In analysing the approach of Gypsies, of course, Connell is coming from the outside, but he does his best and has attempted to read himself into Romani studies. He discusses Gordon Boswell at length and has talked to Billy Welch and many others. He documents their public positions and records contemporary Romani and Traveller evaluations of the fair both positive and negative and does convey the immense love that many older Gypsies have for this now iconic gathering, as indicated in the title quotation.

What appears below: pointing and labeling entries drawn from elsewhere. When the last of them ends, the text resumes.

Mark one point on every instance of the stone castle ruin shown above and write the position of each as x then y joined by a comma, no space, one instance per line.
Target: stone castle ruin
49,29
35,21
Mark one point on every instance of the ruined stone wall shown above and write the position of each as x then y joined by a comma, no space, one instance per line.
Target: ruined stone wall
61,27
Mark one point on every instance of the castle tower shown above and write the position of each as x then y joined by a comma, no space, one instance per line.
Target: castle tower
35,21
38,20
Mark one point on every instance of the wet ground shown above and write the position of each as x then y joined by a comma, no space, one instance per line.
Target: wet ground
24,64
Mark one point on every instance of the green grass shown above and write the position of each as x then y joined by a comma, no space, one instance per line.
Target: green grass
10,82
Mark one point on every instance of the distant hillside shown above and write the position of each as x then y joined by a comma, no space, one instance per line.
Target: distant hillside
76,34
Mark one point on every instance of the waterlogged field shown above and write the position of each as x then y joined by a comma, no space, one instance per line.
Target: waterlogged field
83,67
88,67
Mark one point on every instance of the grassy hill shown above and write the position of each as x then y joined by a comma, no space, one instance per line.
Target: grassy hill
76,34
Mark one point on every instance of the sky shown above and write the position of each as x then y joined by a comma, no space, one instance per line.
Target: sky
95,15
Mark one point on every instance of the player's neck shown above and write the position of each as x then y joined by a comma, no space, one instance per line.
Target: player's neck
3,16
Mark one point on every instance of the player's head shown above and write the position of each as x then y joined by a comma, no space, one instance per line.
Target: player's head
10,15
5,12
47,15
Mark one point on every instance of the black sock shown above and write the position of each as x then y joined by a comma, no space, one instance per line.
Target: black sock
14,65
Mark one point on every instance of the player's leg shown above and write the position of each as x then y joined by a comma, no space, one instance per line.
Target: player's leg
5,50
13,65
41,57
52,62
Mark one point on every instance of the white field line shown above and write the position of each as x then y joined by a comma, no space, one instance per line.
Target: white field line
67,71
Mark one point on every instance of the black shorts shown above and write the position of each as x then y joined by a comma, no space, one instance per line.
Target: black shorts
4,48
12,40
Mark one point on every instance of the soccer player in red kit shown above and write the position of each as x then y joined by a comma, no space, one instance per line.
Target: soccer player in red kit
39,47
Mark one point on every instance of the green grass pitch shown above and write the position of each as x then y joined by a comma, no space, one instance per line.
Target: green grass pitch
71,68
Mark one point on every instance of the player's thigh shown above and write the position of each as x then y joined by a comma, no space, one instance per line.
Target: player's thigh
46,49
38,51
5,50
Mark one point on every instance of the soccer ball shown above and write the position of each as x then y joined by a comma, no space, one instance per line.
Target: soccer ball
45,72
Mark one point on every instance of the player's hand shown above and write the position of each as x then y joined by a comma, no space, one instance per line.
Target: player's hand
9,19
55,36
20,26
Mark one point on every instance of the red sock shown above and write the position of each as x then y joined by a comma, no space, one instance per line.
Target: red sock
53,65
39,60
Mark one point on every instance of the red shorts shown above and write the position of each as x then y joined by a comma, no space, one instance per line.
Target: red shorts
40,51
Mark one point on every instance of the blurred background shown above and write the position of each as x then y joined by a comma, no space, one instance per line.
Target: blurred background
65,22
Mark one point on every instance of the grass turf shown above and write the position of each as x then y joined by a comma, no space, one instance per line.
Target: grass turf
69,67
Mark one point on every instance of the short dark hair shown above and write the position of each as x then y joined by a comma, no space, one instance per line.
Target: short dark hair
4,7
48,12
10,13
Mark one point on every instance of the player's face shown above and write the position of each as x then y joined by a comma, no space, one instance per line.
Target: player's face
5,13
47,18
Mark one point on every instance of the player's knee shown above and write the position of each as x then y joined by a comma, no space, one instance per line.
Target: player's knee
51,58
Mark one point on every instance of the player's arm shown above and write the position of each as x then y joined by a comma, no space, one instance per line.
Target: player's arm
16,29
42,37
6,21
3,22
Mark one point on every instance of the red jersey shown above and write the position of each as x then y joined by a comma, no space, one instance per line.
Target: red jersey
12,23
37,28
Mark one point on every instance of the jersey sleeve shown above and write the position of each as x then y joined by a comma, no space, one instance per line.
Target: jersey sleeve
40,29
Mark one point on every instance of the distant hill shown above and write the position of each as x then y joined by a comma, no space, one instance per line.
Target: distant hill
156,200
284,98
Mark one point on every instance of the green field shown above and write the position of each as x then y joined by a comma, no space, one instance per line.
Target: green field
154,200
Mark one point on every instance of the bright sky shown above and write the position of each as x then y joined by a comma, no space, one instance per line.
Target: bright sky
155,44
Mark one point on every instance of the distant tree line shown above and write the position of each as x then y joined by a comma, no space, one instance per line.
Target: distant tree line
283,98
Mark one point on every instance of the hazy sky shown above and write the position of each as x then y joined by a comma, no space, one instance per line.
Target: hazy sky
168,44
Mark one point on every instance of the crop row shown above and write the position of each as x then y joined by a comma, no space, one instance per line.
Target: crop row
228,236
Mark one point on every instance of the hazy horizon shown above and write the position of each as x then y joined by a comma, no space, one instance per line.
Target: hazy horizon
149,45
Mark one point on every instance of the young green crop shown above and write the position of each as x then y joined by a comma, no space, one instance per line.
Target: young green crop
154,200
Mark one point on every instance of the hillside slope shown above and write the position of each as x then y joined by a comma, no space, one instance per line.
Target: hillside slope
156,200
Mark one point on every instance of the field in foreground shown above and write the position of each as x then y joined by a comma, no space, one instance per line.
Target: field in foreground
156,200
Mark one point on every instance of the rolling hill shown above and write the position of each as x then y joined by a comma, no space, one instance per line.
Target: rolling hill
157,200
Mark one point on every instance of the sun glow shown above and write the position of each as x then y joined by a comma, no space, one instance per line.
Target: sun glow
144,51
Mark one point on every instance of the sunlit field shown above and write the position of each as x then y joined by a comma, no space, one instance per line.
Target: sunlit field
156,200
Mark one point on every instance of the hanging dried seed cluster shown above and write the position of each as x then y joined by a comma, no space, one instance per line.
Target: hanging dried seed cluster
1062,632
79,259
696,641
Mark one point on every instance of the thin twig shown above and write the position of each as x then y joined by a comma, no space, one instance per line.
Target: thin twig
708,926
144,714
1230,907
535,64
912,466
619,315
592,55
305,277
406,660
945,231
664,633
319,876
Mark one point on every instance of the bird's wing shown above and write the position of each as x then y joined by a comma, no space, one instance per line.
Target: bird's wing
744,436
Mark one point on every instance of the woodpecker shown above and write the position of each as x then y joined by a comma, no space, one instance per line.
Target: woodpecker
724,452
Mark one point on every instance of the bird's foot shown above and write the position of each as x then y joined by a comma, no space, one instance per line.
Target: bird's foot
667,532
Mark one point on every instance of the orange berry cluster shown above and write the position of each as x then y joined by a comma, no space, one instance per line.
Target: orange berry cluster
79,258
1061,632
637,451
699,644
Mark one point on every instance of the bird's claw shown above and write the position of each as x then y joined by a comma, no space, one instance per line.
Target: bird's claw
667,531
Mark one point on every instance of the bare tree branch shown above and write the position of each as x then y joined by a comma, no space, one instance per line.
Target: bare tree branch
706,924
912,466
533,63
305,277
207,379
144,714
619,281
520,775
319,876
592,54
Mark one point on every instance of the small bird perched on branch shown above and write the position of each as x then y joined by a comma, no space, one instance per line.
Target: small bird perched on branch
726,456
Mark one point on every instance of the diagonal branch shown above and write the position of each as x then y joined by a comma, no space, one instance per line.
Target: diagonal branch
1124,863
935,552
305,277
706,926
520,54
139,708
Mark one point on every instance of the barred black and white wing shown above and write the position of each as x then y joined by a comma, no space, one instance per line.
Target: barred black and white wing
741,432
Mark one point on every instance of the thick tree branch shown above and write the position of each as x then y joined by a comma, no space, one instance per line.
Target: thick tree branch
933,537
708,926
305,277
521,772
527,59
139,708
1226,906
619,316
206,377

He also briefly compares Appleby Fair with other great Romani gatherings, such as Saintes-Maries on the French Mediterranean coast. He takes the point that very often they have developed from a time when nomadic, persecuted Roma/Travellers could only gather in numbers without appearing threatening to Gaje, at a time and place where they would still be outnumbered by Gajo crowds gathered for markets, pilgrimages or races, and that it is only as those Gajo events have withered that the Romani gatherings they camouflaged have become public, and even cherished as historic cultural events in their own right. But that misses the way in which camouflage is still needed to evade racism. Many Gypsies and Travellers still trade horses and seek marriage partners at Appleby and Epsom, but wealthier individuals transact more serious business at Silverstone or Cheltenham, the point being these are NOT known as Gypsy gatherings,  (yet, at least.)When Django Reinhardt wrote his moody, autumnal tune “Place de Brouckère” he knew he was painting a musical picture of the quarter of Brussels where wealthy Roma and Sinte, especially musicians, lived. But who but Roma knew? – which was just as well during World War II.

Andrew Connell “There’ll Always be an Appleby” Appleby Gypsy Horse Fair: History, Mythology, Evaluation.” Cumberland and Westmoreland Antiquarian and Archaeological Society, Carlisle, 2019 ISBN 978 1 873124 819. £12.99 Illustrated with numerous b/w photos.